Goliath Grouper Rebound Shows Effectiveness
Oceana Praises South Atlantic Fishery Management Council for Its Actions
Press Release Date: March 14, 2006
The return of the goliath grouper population in the south Atlantic proves that consistent use of the management measures available under the Magnuson-Stevens and Endangered Species acts to protect fish and their habitat can be successful. It has taken more than a decade to remove the goliath grouper from the NOAA Fisheries Service “Species of Concern” list.
“Oceana congratulates the fishery management councils and the federal and state governments on their successful use of the best available science to keep the goliath grouper from becoming an endangered species,” said David Allison, Oceana’s Stop Destructive Trawling campaign director.
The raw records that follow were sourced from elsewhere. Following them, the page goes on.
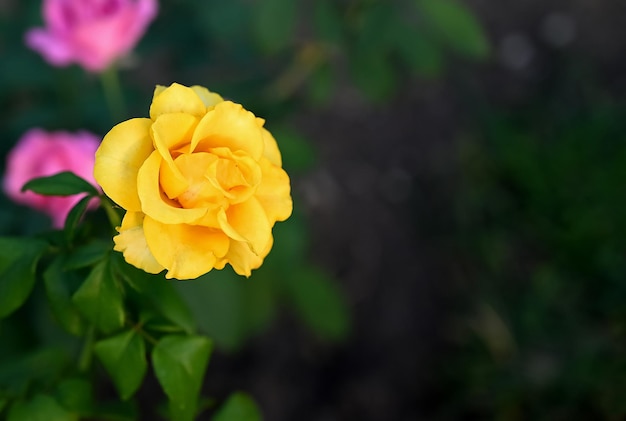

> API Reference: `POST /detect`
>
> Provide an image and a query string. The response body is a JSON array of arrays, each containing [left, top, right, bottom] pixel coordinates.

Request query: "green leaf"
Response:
[[95, 330, 148, 400], [416, 0, 491, 59], [72, 260, 124, 333], [287, 267, 350, 340], [63, 196, 93, 243], [211, 392, 263, 421], [43, 258, 87, 336], [253, 0, 298, 53], [0, 348, 69, 395], [55, 377, 94, 416], [176, 271, 248, 350], [115, 255, 196, 333], [390, 22, 444, 77], [7, 395, 78, 421], [308, 62, 335, 105], [313, 0, 345, 46], [22, 171, 99, 196], [152, 335, 212, 421], [0, 237, 48, 319], [63, 240, 113, 270]]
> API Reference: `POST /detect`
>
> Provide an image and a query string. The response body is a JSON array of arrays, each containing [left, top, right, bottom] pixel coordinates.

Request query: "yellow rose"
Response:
[[94, 83, 292, 279]]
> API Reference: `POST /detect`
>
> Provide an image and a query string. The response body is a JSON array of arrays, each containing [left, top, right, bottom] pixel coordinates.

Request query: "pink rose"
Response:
[[26, 0, 158, 72], [4, 129, 100, 228]]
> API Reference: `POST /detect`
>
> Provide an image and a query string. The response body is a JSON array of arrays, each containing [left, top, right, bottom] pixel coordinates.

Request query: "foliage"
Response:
[[0, 0, 490, 421], [446, 104, 626, 419]]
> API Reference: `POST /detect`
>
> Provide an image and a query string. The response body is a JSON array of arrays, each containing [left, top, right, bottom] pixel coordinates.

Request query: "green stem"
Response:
[[100, 195, 122, 228], [78, 326, 96, 373], [101, 66, 126, 123]]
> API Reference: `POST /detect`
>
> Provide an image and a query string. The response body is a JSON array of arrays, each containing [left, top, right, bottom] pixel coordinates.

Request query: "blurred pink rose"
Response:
[[3, 129, 100, 228], [26, 0, 158, 72]]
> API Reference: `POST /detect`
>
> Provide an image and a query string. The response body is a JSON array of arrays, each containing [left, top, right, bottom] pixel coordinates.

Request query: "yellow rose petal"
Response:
[[137, 151, 207, 224], [150, 83, 206, 120], [224, 236, 274, 277], [94, 118, 154, 212], [113, 212, 165, 273], [191, 101, 265, 160], [255, 158, 293, 225], [144, 217, 230, 280], [218, 197, 272, 254], [151, 113, 198, 199], [191, 85, 224, 107], [261, 127, 283, 167], [206, 148, 262, 204]]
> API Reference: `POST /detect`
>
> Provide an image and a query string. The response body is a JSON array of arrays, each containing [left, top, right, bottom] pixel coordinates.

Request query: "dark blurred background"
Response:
[[0, 0, 626, 421]]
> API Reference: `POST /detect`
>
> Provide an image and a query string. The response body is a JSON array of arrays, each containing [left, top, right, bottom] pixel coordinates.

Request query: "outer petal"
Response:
[[255, 158, 293, 225], [113, 212, 165, 273], [151, 113, 198, 197], [191, 101, 264, 160], [261, 127, 283, 167], [218, 197, 272, 254], [223, 237, 274, 276], [150, 83, 206, 120], [137, 151, 207, 224], [144, 217, 230, 279], [94, 118, 158, 212], [191, 85, 224, 108]]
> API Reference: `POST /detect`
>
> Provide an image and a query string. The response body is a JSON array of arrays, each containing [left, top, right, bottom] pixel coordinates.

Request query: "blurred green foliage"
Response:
[[446, 101, 626, 420], [0, 0, 492, 421]]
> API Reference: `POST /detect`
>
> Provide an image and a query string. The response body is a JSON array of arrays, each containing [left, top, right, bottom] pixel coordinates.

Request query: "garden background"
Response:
[[0, 0, 626, 421]]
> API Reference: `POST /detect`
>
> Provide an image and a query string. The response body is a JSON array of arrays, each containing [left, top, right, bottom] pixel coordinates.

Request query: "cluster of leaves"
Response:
[[447, 103, 626, 419], [146, 0, 490, 105], [0, 172, 260, 421]]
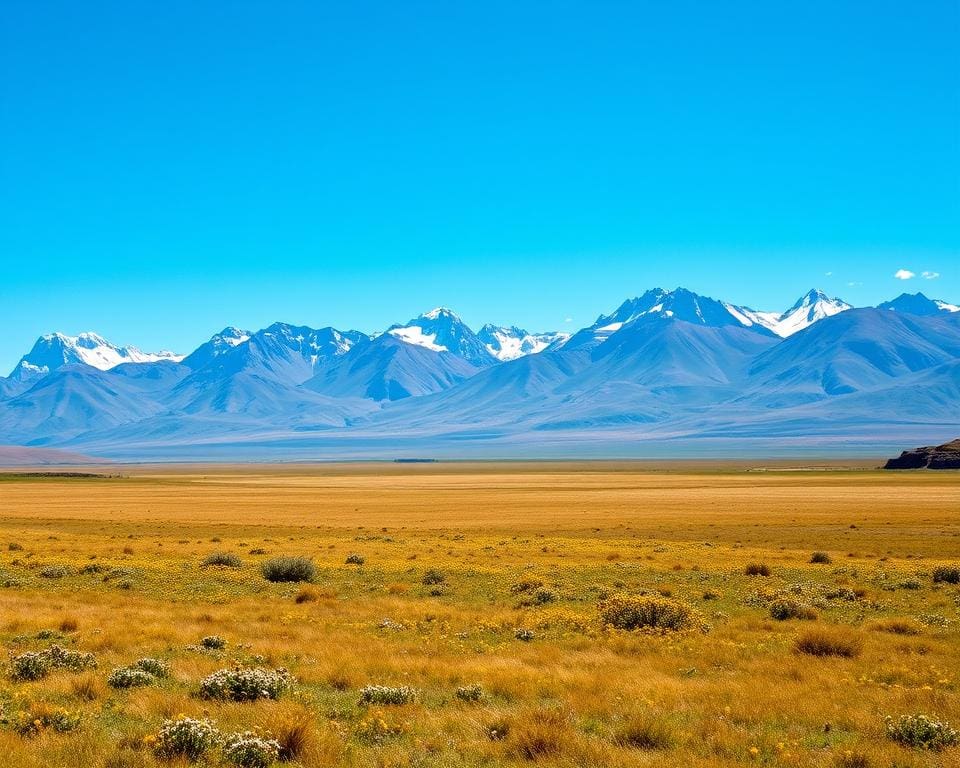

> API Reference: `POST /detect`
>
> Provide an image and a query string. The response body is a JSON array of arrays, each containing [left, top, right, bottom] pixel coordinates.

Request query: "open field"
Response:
[[0, 463, 960, 768]]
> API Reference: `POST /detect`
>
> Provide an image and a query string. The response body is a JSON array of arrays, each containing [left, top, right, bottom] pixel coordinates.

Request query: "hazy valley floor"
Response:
[[0, 463, 960, 768]]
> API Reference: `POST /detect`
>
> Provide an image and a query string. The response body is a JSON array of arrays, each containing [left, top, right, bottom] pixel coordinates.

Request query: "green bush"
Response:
[[260, 557, 317, 582]]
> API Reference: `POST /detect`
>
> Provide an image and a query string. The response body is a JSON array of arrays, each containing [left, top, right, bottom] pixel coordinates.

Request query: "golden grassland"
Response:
[[0, 463, 960, 768]]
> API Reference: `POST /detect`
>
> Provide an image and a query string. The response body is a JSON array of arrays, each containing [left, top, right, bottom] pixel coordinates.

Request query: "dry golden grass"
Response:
[[0, 463, 960, 768]]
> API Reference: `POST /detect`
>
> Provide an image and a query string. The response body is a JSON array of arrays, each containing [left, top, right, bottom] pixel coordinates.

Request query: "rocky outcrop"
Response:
[[884, 439, 960, 469]]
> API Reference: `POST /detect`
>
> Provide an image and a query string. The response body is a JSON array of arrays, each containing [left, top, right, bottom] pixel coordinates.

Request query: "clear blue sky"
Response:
[[0, 0, 960, 373]]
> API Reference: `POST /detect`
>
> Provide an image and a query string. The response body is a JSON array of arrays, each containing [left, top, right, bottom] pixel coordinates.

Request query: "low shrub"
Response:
[[794, 629, 863, 658], [770, 598, 817, 621], [152, 717, 222, 761], [457, 683, 483, 701], [222, 731, 280, 768], [40, 565, 70, 579], [870, 619, 923, 635], [107, 667, 157, 688], [260, 557, 317, 582], [933, 565, 960, 584], [360, 685, 418, 705], [13, 702, 81, 737], [200, 552, 243, 568], [598, 596, 706, 632], [10, 645, 97, 681], [200, 667, 294, 701], [133, 659, 170, 677], [886, 715, 960, 752]]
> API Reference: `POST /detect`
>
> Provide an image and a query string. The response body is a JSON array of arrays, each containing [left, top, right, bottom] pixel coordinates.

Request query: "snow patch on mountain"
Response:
[[477, 323, 570, 362], [11, 332, 184, 378]]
The Species of Concern list was created by NOAA Fisheries Service in 2004 to identify those marine species that are of concern to scientists regarding status and threats, but where there is insufficient data to list them under the Endangered Species Act. Twenty-five marine species, including the goliath grouper, have been placed on the list.
Unfortunately, the goliath grouper is still considered overfished under the Magnuson-Stevens Act and the fishery management councils continue to prohibit recreational and commercial fishing of it.
“I think the lesson for other fishery management councils to learn here is that it often takes decades for a marine species to fully recover,” said Allison. “Councils must consistently use science and the conservation tools provided by the Magnuson-Stevens Act to protect juvenile fish and their habitat to successfully rebuild fish populations.”
Congress is reauthorizing the Magnuson-Stevens Act this year and should take the example of the goliath grouper to ensure that conservation measures and science remain strong tools to protect our marine life. As the U.S. House of Representatives writes its reauthorization legislation own, legislators should not weaken the ability of fishery managers and the fishing community to protect their livelihoods and the ocean’s health.